Merceeira...? Cabeleireira...? Ou nem por isso...?

[Post com dicas relevantes]

 



Chego ao verão a precisar de intervalar e, se calhar, também deveria intervalar aqui. Mas já me faz parte. Antes de me deitar, chego aqui e escrevo. Passa da meia noite e sobre o que me ocorre não quero falar e o que sobra é tema já falado.

Por isso vou-me deixar ir indo, escrevendo sem pensar, sem saber ao que vou. Tenham, V., por favor, alguma indulgência.

Recordo a primeira vocação. Ser merceeira. Ia com a minha mãe fazer compras. Gostava de quando ela comprava azeite. Havia um reservatório cilíndrico, de vidro, com uma alavanca. Pelo menos é assim que recordo. O azeite subia, para ser medido, e depois descia para a garrafa que a minha mãe levava. Também gostava do grão ou feijão que estava numas cubas de madeira. Havia umas medidas, também de madeira, com umas pegas. Depois era despejado para uns cartuchos de papel. Tudo aquilo era sistemático, preciso. E havia a caixa registadora, a gavetinha que se abria, o troco. Um mundo que me parecia recheado de magia. Do lado de fora do balcão de madeira, observava tudo com interesse e uma curiosidade que não se saciava.

Quando comecei a ser mais crescida, ia eu fazer os mandados. Adorava. 

Gostava de poder lá ficar a trabalhar mas a minha mãe nunca levou a sério.

Em casa, nas escadas, fazia uma lojinha em que vendia pedrinhas, ervinhas. Tinha uma balança pequenina. E com um papel cortadinho em pequenos bocadinhos fazia o dinheiro. A minha prima, mais nova que eu uns quatro ou cinco anos, era a minha cliente. Era ainda tão pequenina que alinhava em tudo. Ela preferia brincar aos médicos, fazer-me curativos. Eu não me importava de ser a doente. Afinal andava com as pernas sempre esfoladas. Ela veio a seguir a sua vocação de sempre. Eu não cheguei a ser merceeira.

A seguir a minha vocação mudou. 

Passei a querer ser cabeleireira. Penteava as bonecas, penteava a minha prima mas, sobretudo, penteava a minha mãe. Fazia verdadeiras mises. Punha-lhe rolos, punha-lhe laca, secava-lhe o cabelo e fazia elevações artísticas. Gostava mesmo. Ela confiava na minha perícia.

Embora gostasse de me pôr nas mãos das cabeleireiras (porque gosto que me mexam na cabeça), a verdade é que nunca gostei do resultado. Não gosto de me ver muito penteada. A primeira coisa que sempre faço quando de lá saio é enfiar os dedos no cabelo, abanar a cabeça, despenteá-lo. 

Agora há mais de dois anos que não vou. Mas não faz mal. Também nunca lá fui muito. Ia mais para fazer um corte mais acertado, para aí umas duas vezes por ano.

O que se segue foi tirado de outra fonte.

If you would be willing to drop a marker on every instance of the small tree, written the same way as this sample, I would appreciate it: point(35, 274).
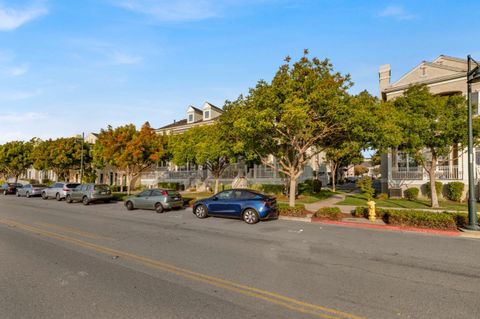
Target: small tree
point(129, 149)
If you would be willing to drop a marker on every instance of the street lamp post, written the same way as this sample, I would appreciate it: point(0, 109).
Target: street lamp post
point(473, 76)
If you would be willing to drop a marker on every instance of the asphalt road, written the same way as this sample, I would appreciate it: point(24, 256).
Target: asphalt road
point(61, 260)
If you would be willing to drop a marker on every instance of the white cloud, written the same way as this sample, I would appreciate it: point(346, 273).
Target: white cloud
point(123, 58)
point(11, 19)
point(396, 12)
point(173, 10)
point(16, 70)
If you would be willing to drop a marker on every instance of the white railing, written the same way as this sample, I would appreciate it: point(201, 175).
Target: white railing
point(417, 173)
point(410, 173)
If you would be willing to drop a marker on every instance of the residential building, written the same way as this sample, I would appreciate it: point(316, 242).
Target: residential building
point(192, 175)
point(443, 76)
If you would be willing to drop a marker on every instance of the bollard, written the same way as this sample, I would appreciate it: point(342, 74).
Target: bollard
point(371, 210)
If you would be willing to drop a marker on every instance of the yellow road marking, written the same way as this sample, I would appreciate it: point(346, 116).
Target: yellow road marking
point(284, 301)
point(73, 231)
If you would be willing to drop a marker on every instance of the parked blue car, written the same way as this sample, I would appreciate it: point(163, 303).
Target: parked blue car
point(245, 204)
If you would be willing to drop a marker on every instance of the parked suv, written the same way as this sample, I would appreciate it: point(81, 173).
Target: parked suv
point(30, 190)
point(58, 190)
point(89, 193)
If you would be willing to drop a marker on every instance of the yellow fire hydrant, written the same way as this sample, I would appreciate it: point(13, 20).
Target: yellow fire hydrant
point(371, 211)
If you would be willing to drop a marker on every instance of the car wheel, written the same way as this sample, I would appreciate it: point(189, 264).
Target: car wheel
point(159, 208)
point(129, 205)
point(201, 211)
point(250, 216)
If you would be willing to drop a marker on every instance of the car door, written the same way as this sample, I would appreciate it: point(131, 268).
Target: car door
point(141, 200)
point(220, 204)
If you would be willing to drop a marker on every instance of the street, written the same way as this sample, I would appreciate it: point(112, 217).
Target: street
point(61, 260)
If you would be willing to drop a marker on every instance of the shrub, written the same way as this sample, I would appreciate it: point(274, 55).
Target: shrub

Habitualmente corto o cabelo a mim mesma. E seco o cabelo ao ar, sem o pentear. Fica como ficar. No verão apanho-o mais pois faz-me calor. No inverno uso-o geralmente caído. 

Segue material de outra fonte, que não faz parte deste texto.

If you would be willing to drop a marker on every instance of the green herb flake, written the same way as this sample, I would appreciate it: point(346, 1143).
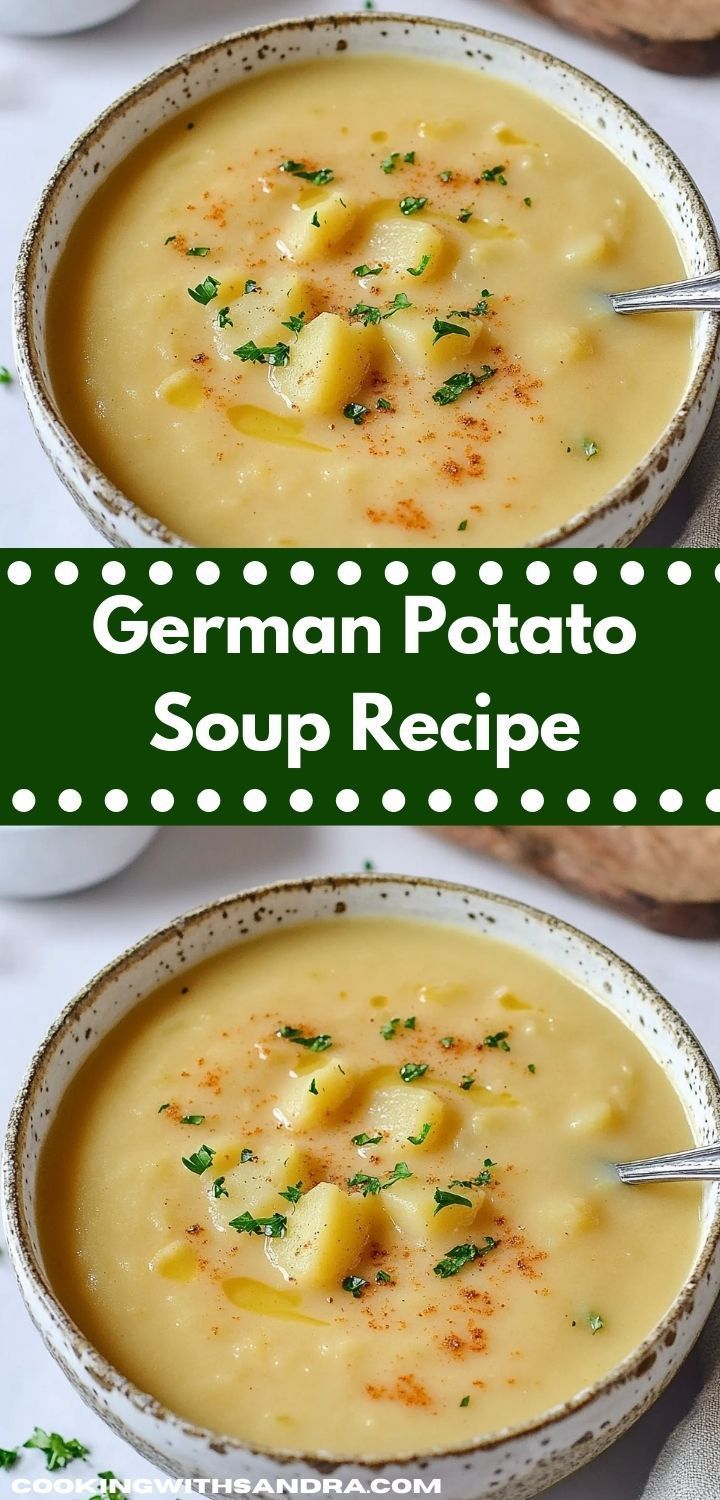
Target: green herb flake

Dantes, quando era mais nova, por vezes fazia-me penteados artísticos mas, ao olhar-me ao espelho, achava que era coisa para mulheres mais velhas. Desfazia. Outras vezes fazia penteados meio soltos que é como me sinto melhor mas na altura não era habitual andar-se com ar despenteado. 

Agora só me ocorre fazer coisas meio loucas mas, claro, estando a trabalhar, não quero passar por maluca. Cabelo louro platinado é uma ideia antiga. Ou cor-de-rosa clarinho. Ou o azul como o que a minha menina mais linda prefere. Ou alfazema raiado de rosa e de turquesa. Verde pistachio todo acho que não, acho que seria muito óbvio. Mas parte em verde dourado, parte em louro veneziano, parte em louro clarinho, isso já me parece que talvez fique engraçado. Penso que um dia que deixe de trabalhar talvez me arrisque. Não sei onde se vendem tintas assim destas cores mas é uma questão de pesquisar. Depois vou experimentando.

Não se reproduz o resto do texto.